Demons 6, right from the first
images of outer space and a cosmic foetus, depending on the version you are
watching, does feel like two or more different movies were bolted together, and
it cannot be denied it does have exposition at times that is panicked and
gibbering in desperately trying to make it sound. Even if now as I am older,
and I find that utterly entertaining, there is madness here that I forgot
transpired which is ridiculous, [Spoiler
Warnings] where nothing really prepares you, for what originally existed as
a proper ending to the Three Mothers trilogy, for the ending to suddenly
reveal, with a car having plowed through Anna's living room earlier, that this
is about telepathic illusions, an evil psychic mutant, and the fate of the
Earth being jostled for between forces of good and evil that concludes with a baby
having an evil voiceover plotting revenge. [Spoilers
End] If a reader is someone who is going to find these twists off-putting,
even a very silly film like Cozzi's Hercules film is more focused and a
wiser choice to appreciate his idiosyncrasies as an Italian genre filmmaker.
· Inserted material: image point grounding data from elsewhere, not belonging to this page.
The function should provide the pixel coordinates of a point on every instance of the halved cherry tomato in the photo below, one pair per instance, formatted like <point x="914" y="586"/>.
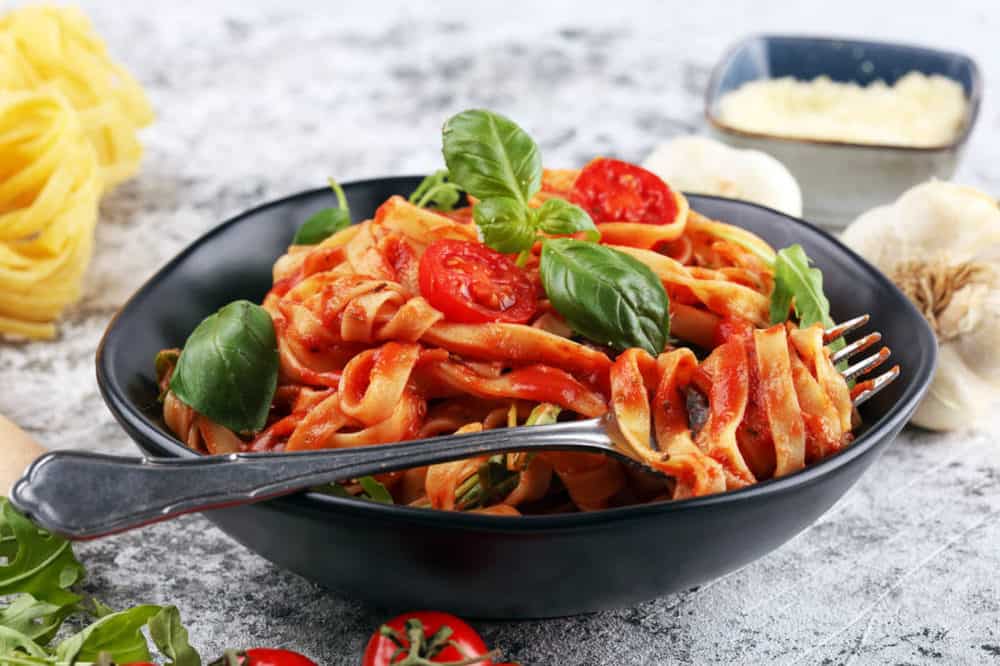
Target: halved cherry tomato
<point x="464" y="643"/>
<point x="616" y="191"/>
<point x="274" y="657"/>
<point x="264" y="657"/>
<point x="471" y="283"/>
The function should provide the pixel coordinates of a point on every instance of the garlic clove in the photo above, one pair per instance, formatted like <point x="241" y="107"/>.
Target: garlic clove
<point x="940" y="242"/>
<point x="705" y="166"/>
<point x="954" y="400"/>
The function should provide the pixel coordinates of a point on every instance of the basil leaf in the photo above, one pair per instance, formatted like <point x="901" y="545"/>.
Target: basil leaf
<point x="321" y="225"/>
<point x="504" y="224"/>
<point x="560" y="217"/>
<point x="119" y="634"/>
<point x="606" y="295"/>
<point x="798" y="284"/>
<point x="325" y="223"/>
<point x="375" y="490"/>
<point x="228" y="369"/>
<point x="171" y="638"/>
<point x="37" y="563"/>
<point x="488" y="156"/>
<point x="437" y="190"/>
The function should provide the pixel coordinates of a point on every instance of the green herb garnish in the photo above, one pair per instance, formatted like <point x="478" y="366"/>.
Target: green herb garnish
<point x="324" y="223"/>
<point x="497" y="162"/>
<point x="228" y="369"/>
<point x="437" y="191"/>
<point x="39" y="572"/>
<point x="606" y="295"/>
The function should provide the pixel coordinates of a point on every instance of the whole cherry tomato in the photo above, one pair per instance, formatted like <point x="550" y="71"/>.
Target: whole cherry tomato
<point x="616" y="191"/>
<point x="471" y="283"/>
<point x="435" y="645"/>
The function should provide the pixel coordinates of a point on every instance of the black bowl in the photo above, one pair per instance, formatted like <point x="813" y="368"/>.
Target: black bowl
<point x="488" y="566"/>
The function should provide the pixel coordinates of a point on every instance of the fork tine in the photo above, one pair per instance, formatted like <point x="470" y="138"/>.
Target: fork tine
<point x="873" y="386"/>
<point x="838" y="330"/>
<point x="856" y="347"/>
<point x="867" y="364"/>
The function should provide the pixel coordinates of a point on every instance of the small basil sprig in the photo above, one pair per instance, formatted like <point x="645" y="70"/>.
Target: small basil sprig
<point x="324" y="223"/>
<point x="606" y="295"/>
<point x="228" y="369"/>
<point x="437" y="191"/>
<point x="497" y="162"/>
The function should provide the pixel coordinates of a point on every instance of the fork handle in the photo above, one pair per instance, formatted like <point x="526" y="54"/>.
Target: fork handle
<point x="84" y="495"/>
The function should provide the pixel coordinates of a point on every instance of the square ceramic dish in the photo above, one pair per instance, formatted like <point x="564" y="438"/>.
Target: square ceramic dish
<point x="840" y="180"/>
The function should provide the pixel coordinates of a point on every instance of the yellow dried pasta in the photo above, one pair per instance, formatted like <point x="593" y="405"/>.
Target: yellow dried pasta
<point x="69" y="118"/>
Even
in mind to that film's weird tone, with its Ray
Harryhausen tributes and colour gel lighting, this is a fever dream that,
with fresh perspective, I found incredibly entertaining, but will flummox
people.
Abstract
Spectrum: Abruptly Paced/Dreamlike/Weird
Abstract
Rating (High/Medium/Low/None): Medium
======
1) Mental
Floss' 14
Unforgettable Facts About Dario Argento's Suspiria, written by Matthew Jackson and published on October
25th 2018. It is specifically the first fact which is of any importance for
this:
"1.
IT IS PARTIALLY INSPIRED BY A TRUE STORY.
Though
the phrase “fairy tale” is often thrown out to describe Suspiria’s unique
Technicolor horrors, the original seed of the story apparently emerged from
something quite real. According to co-writer Daria Nicolodi, her grandmother
Yvonne Müller Loeb was once sent away as a young girl to a prestigious boarding
school, only to find that Black Magic was actually being practiced there. When
Nicolodi heard the story, she filed it away in her head, until she and Argento
took a trip through various European cities with a history of witchcraft. She
was reminded of the story, told Argento about it, and Suspiria was born."